The all items index rose 7.5 percent for the 12 months ending January, the largest 12-month increase since the period ending February 1982. The all items less food and energy index rose 6.0 percent, the largest 12-month change since the period ending August 1982. The energy index rose 27.0 percent over the last year, and the food index increased 7.0 percent.
To view BLS inflation for December 2021, click here.
The CPI-U (consumer price index) is the broadest measure of consumer price inflation for goods and services published by the Bureau of Labor Statistics (BLS). It measures the change in prices paid by consumers for goods and services. The methodologies in calculating inflation have shifted over the years – once in 1980s and the other in 1990s. These changes in calculations have depressed reported core inflation now used by BLS.
In the chart below, ShadowStats.com, offers alternatives to government economic statistics for the United States, shows SGS-Alternate CPI estimates based on the methodology which was employed prior to 1980. Many economists argue that this provides an apples-to-apples comparison to core inflation currently calculated by BLS.
According to ShadowStats.com, actual inflation based on the 1980 calculation would be “15.63% [up from 15.15% in December], the steepest inflation rate since June 1947 (in 75 years).“
The Food Index
The food index increased 0.9 percent in January. The index for cereals and bakery products increased the most, rising 1.8 percent over the month. The index for other food at home increased 1.6 percent in January, while the index for dairy and related products rose 1.1 percent. The fruits and vegetables index rose 0.9 percent over the month, and the meats, poultry, fish, and eggs index increased 0.3 percent. The only grocery store group index not to increase in January was the index for nonalcoholic beverages, which was unchanged.
The food at home index rose 7.4 percent over the last 12 months. All of the six major grocery store food group indexes increased over the period. By far the largest increase was that of the index for meats, poultry, fish, and eggs, which rose 12.2 percent over the year.
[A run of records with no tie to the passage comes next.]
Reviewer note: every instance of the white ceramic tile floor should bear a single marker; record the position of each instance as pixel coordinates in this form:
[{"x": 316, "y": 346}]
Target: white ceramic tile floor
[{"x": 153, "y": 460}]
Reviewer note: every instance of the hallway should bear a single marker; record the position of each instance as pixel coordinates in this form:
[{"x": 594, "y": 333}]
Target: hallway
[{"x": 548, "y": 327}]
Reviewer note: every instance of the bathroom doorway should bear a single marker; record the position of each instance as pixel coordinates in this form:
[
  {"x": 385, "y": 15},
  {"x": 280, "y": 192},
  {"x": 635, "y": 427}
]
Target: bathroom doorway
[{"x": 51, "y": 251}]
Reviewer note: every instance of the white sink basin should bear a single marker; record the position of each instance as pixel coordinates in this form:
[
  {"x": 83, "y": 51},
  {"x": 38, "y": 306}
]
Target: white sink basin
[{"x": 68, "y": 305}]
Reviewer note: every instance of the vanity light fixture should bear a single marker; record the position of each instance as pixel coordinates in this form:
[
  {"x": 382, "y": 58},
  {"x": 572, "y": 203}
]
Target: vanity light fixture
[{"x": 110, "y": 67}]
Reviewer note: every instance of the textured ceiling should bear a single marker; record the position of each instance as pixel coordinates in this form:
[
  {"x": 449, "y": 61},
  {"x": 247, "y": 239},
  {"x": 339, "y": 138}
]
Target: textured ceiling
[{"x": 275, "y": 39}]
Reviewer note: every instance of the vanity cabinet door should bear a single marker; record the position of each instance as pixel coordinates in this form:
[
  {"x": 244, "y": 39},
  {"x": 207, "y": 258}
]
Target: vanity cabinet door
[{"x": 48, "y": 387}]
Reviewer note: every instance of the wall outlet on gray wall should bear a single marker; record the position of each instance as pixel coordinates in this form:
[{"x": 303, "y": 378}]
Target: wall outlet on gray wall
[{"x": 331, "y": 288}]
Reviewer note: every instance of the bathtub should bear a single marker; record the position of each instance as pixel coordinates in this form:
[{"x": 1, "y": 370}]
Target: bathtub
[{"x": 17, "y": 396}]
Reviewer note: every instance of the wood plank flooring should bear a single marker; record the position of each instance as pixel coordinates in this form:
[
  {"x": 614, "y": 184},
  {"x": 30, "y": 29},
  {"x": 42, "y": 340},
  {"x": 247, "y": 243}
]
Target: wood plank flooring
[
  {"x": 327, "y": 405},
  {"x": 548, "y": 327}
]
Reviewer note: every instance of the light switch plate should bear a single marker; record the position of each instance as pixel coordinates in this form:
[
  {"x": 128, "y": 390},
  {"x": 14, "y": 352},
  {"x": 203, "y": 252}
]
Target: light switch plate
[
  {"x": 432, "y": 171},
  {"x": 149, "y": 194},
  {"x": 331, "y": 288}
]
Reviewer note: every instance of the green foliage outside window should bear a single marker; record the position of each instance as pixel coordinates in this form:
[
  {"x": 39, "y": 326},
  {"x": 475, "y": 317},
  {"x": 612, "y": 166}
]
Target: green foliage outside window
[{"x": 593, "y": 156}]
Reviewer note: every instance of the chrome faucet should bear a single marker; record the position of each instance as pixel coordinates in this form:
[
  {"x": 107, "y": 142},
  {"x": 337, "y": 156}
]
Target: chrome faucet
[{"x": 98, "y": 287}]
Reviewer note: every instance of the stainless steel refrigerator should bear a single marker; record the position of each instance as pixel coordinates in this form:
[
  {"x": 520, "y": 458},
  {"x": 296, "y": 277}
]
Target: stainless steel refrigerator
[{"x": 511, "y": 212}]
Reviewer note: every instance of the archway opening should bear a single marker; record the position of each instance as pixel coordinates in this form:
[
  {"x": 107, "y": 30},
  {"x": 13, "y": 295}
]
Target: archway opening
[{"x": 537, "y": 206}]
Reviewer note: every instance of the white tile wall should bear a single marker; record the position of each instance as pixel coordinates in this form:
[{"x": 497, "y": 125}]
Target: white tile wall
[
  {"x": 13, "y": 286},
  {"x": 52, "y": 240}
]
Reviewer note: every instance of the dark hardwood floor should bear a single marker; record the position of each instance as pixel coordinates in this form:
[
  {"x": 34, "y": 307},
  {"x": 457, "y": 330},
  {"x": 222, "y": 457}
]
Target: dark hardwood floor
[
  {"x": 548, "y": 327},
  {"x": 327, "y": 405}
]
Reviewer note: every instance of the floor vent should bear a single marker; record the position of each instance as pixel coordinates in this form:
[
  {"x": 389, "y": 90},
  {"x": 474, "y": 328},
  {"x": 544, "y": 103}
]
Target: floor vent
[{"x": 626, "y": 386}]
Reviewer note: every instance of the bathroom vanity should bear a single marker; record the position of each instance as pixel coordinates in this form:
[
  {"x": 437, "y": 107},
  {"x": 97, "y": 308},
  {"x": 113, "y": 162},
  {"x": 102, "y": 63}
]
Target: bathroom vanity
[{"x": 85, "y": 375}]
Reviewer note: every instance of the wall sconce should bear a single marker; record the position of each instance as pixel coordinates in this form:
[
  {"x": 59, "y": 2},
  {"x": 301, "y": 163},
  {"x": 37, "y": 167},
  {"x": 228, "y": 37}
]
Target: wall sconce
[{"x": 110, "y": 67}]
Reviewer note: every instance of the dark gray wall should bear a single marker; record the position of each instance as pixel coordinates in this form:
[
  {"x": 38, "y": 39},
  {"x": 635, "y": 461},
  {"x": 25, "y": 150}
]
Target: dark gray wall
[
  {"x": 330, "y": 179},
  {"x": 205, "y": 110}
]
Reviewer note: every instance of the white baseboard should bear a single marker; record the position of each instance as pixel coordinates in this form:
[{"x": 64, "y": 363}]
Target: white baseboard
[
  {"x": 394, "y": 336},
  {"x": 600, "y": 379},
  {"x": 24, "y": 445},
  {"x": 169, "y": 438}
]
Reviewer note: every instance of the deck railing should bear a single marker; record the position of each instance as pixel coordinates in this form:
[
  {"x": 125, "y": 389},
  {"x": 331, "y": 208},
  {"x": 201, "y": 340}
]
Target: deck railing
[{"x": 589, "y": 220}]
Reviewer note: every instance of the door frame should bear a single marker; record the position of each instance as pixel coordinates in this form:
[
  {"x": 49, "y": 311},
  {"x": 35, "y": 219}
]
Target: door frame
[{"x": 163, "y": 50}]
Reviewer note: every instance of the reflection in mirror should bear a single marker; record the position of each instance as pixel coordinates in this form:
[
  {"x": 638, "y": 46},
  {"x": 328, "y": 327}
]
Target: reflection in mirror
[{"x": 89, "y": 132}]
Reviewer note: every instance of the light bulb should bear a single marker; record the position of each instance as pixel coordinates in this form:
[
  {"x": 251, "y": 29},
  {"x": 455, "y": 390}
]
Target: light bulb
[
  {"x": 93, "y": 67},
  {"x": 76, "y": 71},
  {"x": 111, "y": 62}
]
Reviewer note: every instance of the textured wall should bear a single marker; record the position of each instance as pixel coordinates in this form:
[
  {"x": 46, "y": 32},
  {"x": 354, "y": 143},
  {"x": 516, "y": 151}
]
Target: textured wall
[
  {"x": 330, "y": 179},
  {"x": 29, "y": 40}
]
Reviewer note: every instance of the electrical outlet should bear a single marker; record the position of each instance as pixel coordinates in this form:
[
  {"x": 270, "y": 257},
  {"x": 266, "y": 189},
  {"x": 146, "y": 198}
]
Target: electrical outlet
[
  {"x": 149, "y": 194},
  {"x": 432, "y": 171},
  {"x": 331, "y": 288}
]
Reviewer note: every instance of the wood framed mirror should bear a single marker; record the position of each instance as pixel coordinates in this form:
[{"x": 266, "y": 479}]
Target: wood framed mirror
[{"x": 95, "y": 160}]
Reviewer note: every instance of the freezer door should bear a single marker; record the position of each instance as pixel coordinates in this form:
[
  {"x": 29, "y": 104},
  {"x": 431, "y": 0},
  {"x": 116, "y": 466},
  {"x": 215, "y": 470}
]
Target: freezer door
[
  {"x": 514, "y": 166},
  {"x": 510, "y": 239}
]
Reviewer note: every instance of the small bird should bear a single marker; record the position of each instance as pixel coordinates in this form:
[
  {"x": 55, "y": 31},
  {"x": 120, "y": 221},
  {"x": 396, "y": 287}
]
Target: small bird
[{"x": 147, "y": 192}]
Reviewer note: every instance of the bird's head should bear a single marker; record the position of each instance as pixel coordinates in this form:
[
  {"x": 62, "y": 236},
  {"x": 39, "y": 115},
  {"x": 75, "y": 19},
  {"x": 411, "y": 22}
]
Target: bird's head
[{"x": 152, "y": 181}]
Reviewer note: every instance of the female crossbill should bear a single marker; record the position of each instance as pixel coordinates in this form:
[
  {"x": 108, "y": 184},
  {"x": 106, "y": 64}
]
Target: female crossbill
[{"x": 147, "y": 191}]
The index for dairy and related products increased 3.1 percent, the smallest 12-month increase among the groups.
The Energy Index
The energy index increased 0.9 percent in January. The electricity index rose sharply in January, increasing 4.2 percent. The gasoline index fell 0.8 percent in January after rising rapidly in the autumn of 2021. (Before seasonal adjustment, gasoline prices rose 0.1 percent in January.) The index for natural gas also declined in January, falling 0.5 percent after declining 0.3 percent in December.
The energy index rose 27.0 percent over the past 12 months with all major energy component indexes increasing. The gasoline index rose 40.0 percent over the last year, despite declining in January. The index for natural gas rose 23.9 percent over the last 12 months, and the index for electricity rose 10.7 percent.